Chwalisz K, Perez MC, Demanno D, Winkel C, Schubert G, Elger W. Selective progesterone receptor modulator development and use in the treatment of leiomyomata and endometriosis. Endocr Rev. 2005;26:423–438.
In this comprehensive review, the authors draw from their extensive expertise in endocrinology to describe the rationale behind asoprisnil, a mixed progesterone receptor agonist/antagonist—the most promising pharmaceutical development in gynecology in several decades.
How the drug works
Mifepristone (RU-486) was the first progesterone receptor antagonist. Despite its ability to reduce myoma volume and suppress endometriosis symptoms in small pilot studies, it induces endometrial hyperplasia at doses higher than 5 to 10 mg, probably by acting similarly to unopposed estrogen. In contrast, asoprisnil has antiproliferative effects and no labor-inducing activity. It directly affects blood vessels in the endometrium, creating a local antiproliferative effect that induces amenorrhea despite normal estrogen levels.
What phase II studies reveal
A multicenter, double-blind, placebo-controlled trial involved 5-, 10-, and 25-mg daily doses of oral asoprisnil over 12 weeks. In a dose-dependent manner, asoprisnil induced amenorrhea or significantly suppressed bleeding without causing breakthrough or intermenstrual flow. It also decreased the volume of both the largest fibroid and the uterus as a whole. At 10- and 25-mg doses, pressure symptoms eased substantially over placebo. Adverse effects were minimal and affected the placebo and asoprisnil groups equally.

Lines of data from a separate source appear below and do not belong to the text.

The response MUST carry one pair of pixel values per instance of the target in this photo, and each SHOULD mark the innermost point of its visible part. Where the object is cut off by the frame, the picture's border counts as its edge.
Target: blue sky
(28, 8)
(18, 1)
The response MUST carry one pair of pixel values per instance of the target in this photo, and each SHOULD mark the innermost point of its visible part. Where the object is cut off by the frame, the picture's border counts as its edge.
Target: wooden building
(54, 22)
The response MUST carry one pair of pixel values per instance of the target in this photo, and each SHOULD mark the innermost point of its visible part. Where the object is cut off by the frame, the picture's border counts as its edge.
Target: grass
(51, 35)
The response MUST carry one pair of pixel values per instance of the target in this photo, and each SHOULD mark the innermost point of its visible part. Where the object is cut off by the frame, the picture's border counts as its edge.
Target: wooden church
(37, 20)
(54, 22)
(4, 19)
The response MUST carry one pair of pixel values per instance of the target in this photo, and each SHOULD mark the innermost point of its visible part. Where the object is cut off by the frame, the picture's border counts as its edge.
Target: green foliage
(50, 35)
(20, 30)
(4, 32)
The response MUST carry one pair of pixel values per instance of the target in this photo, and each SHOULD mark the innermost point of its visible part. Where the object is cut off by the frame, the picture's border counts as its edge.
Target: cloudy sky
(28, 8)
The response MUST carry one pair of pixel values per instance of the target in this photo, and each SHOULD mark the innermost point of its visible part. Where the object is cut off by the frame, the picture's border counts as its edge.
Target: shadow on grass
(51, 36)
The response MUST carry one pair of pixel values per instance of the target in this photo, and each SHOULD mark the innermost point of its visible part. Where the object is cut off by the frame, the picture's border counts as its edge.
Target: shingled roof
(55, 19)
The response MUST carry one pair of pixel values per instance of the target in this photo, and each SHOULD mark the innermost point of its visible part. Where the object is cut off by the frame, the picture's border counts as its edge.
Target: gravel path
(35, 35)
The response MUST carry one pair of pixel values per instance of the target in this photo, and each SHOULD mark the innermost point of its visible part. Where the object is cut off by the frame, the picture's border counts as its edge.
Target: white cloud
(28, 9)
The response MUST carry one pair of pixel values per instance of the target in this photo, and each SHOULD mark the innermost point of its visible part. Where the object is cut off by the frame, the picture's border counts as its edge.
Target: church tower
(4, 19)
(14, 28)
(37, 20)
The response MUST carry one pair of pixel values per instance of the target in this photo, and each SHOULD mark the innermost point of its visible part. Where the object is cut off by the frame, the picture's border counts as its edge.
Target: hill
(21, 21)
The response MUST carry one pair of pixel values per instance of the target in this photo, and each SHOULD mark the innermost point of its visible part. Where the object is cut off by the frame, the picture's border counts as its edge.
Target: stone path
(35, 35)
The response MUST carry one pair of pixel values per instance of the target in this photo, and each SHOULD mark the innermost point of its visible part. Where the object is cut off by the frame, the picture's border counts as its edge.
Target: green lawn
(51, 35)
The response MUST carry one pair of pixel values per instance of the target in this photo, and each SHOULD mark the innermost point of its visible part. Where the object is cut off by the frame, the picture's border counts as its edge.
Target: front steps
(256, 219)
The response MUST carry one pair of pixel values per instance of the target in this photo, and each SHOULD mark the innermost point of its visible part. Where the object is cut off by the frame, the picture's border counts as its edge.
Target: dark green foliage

Phase III trials are now under way to assess the safety and efficacy of asoprisnil in the treatment of menorrhagia and uterine fibroids. Early results in the treatment of endometriosis are also promising.
What this means for fibroid patients
Though asoprisnil is not yet available for use, the phase III trial is winding down and the drug’s impressive potential seems clear.
A useful strategy may be to counsel marginally symptomatic women with fibroids that treatments are in the pipeline that would permit pharmaceutical management of their symptoms. Because this drug induces amenorrhea in the presence of normal circulating estrogen levels, it eliminates hot flushes and, more importantly, the bone loss associated with gonadotropin-releasing hormone agonists.
Disclosure
The author reports no financial relationships relevant to this article.